Additionally, if the network has WAN connections, you can determine if a network problem is related to the WAN connection by checking to see if stations on both sides can communicate. If they can, the problem isn’t related to the WAN. If they can’t communicate, you must check everything between the sending station and the receiving one, including the WAN hardware. Usually, the WAN devices have built-in diagnostics that can indicate whether the WAN link is functioning correctly to help you determine if the fault is related to the WAN link or to the hardware involved.
Are There Any Cabling Issues?
After you determine whether the problem is related to the whole network, to a single segment, or to a single workstation, you must determine whether the problem is related to network cabling. First, check to see if the cables are properly connected to the correct port. More than once, we’ve seen a wall phone cable plugged into a modem in the In jack.

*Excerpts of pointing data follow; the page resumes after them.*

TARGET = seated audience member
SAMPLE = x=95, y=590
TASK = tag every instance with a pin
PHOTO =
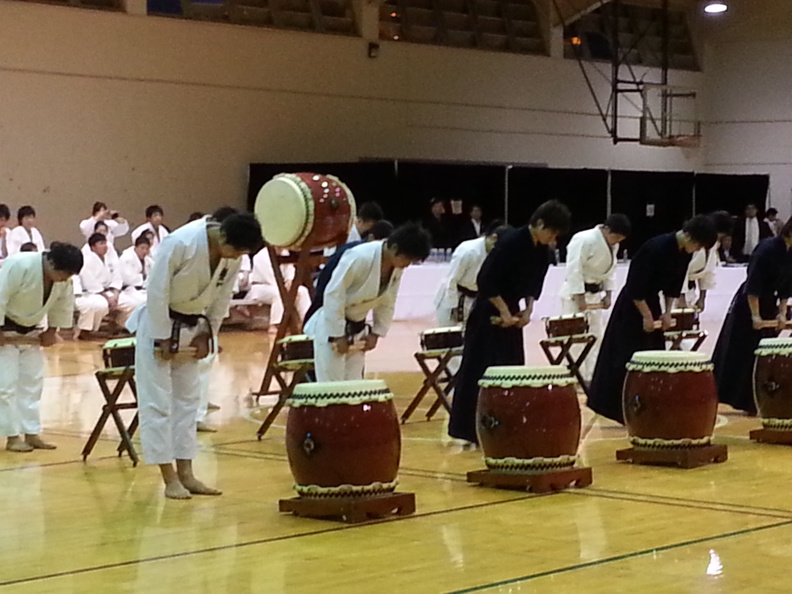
x=116, y=226
x=25, y=232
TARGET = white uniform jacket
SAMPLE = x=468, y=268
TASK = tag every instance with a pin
x=589, y=260
x=22, y=294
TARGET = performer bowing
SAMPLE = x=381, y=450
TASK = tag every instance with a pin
x=513, y=271
x=658, y=267
x=761, y=298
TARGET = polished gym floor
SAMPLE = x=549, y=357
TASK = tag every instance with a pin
x=104, y=526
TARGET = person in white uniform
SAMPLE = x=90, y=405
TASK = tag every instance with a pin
x=116, y=225
x=456, y=294
x=187, y=297
x=366, y=280
x=154, y=216
x=25, y=232
x=590, y=267
x=98, y=288
x=34, y=290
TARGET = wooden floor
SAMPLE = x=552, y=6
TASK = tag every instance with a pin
x=103, y=526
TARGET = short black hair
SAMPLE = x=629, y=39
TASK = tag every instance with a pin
x=242, y=231
x=154, y=209
x=701, y=229
x=411, y=241
x=222, y=213
x=724, y=222
x=554, y=215
x=96, y=238
x=25, y=211
x=381, y=229
x=370, y=211
x=65, y=257
x=619, y=224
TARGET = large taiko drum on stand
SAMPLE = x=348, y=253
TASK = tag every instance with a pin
x=773, y=383
x=528, y=419
x=343, y=439
x=670, y=400
x=297, y=209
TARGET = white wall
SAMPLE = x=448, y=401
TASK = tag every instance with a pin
x=137, y=110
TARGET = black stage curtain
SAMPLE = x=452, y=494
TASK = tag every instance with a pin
x=716, y=191
x=636, y=193
x=584, y=191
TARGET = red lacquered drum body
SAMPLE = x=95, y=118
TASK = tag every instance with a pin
x=528, y=419
x=343, y=439
x=773, y=383
x=566, y=325
x=670, y=399
x=297, y=209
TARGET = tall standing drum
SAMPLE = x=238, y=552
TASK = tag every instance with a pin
x=343, y=439
x=297, y=209
x=670, y=400
x=528, y=419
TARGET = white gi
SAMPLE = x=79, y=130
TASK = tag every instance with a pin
x=22, y=366
x=264, y=288
x=134, y=275
x=97, y=276
x=114, y=228
x=18, y=236
x=465, y=265
x=590, y=260
x=169, y=391
x=159, y=235
x=353, y=291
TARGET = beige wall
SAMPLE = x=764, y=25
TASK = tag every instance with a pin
x=136, y=110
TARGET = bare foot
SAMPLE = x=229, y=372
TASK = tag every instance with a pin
x=37, y=443
x=196, y=487
x=176, y=490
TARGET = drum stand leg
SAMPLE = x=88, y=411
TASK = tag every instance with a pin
x=545, y=482
x=351, y=510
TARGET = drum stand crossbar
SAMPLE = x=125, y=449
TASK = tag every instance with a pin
x=682, y=457
x=351, y=510
x=440, y=379
x=545, y=482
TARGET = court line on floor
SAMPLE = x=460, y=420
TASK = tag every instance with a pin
x=622, y=557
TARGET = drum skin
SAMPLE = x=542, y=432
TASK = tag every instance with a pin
x=344, y=444
x=670, y=406
x=526, y=422
x=773, y=386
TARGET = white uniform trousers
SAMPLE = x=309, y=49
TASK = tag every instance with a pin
x=596, y=327
x=21, y=383
x=168, y=398
x=92, y=310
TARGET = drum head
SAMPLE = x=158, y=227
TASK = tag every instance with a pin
x=282, y=210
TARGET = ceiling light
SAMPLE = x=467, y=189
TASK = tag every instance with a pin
x=715, y=7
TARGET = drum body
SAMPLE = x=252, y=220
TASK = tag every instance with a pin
x=773, y=383
x=670, y=399
x=296, y=348
x=442, y=338
x=297, y=209
x=528, y=419
x=343, y=439
x=566, y=325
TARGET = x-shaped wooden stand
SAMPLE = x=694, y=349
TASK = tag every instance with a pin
x=564, y=345
x=440, y=379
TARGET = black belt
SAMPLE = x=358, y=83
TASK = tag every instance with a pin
x=593, y=287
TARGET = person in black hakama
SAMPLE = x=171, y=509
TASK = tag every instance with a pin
x=658, y=267
x=514, y=270
x=761, y=298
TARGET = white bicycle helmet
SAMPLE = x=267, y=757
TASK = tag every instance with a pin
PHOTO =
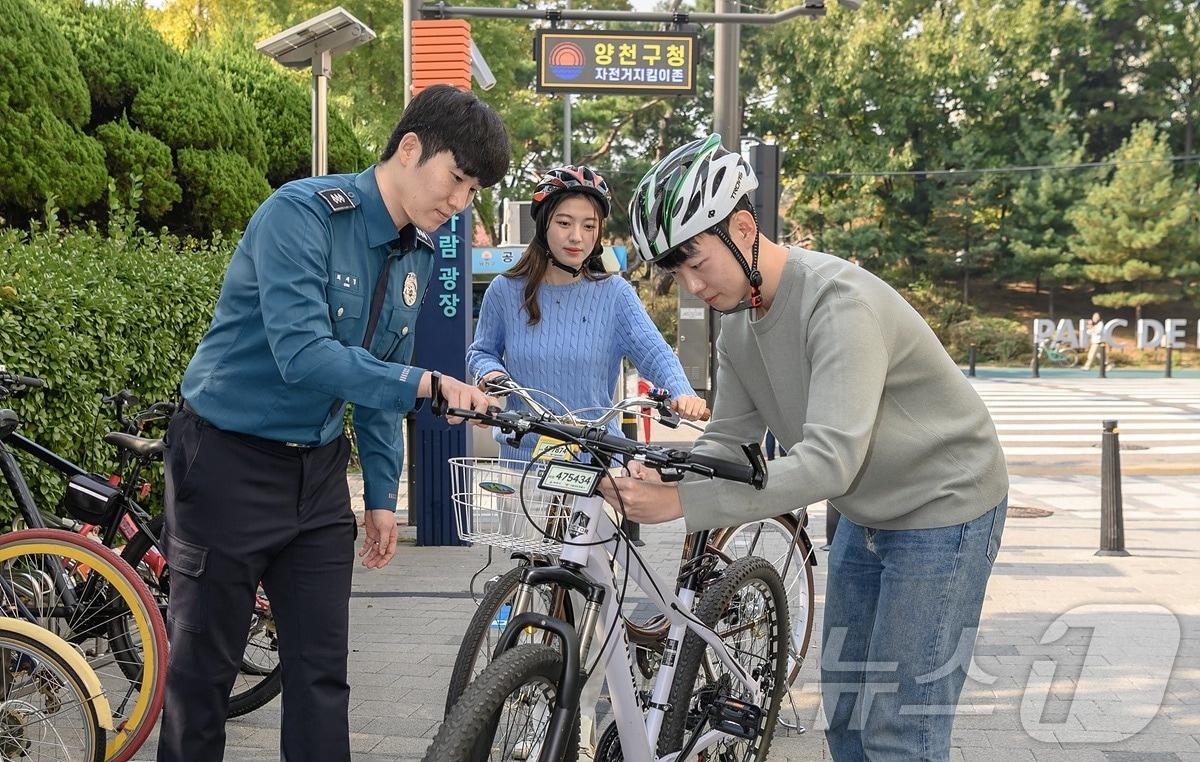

Additionally, patch cables from workstation to wall jack can and do go bad, especially if they get moved or tripped over often. This problem is often characterized by connection problems. If you test the NIC and there is no link light (discussed earlier in this chapter), the problem could be related to a bad patch cable.
It is also possible to have a cabling problem in the walls where the cabling wasn’t installed correctly. If a network cable was run over a fluorescent light, for example, the workstation attached to that cable might have problems only when the lights are on. The problem is that the fluorescent lights produce a large amount of electromagnetic interference (EMI) and can disrupt communications in that cable. This kind of problem may manifest itself only at times when most lights need to be on.
Next, check the medium dependent interface/medium dependent interface-crossover (MDI/ MDI-X) port setting on small, workgroup hubs, a potential source of trouble that is often overlooked. This port is used to uplink, for example, to a hub on the network’s backbone. The port setting has to be set to either MDI or MDI-X, depending on the type of cable used for the hub-to-hub connection. A crossover cable (discussed later in this chapter) requires that the port be set to MDI; a standard network patch cable requires that the port be set to MDI-X. You can usually adjust the setting via a regular switch or a dual inline package (DIP) switch. Check the hub’s documentation.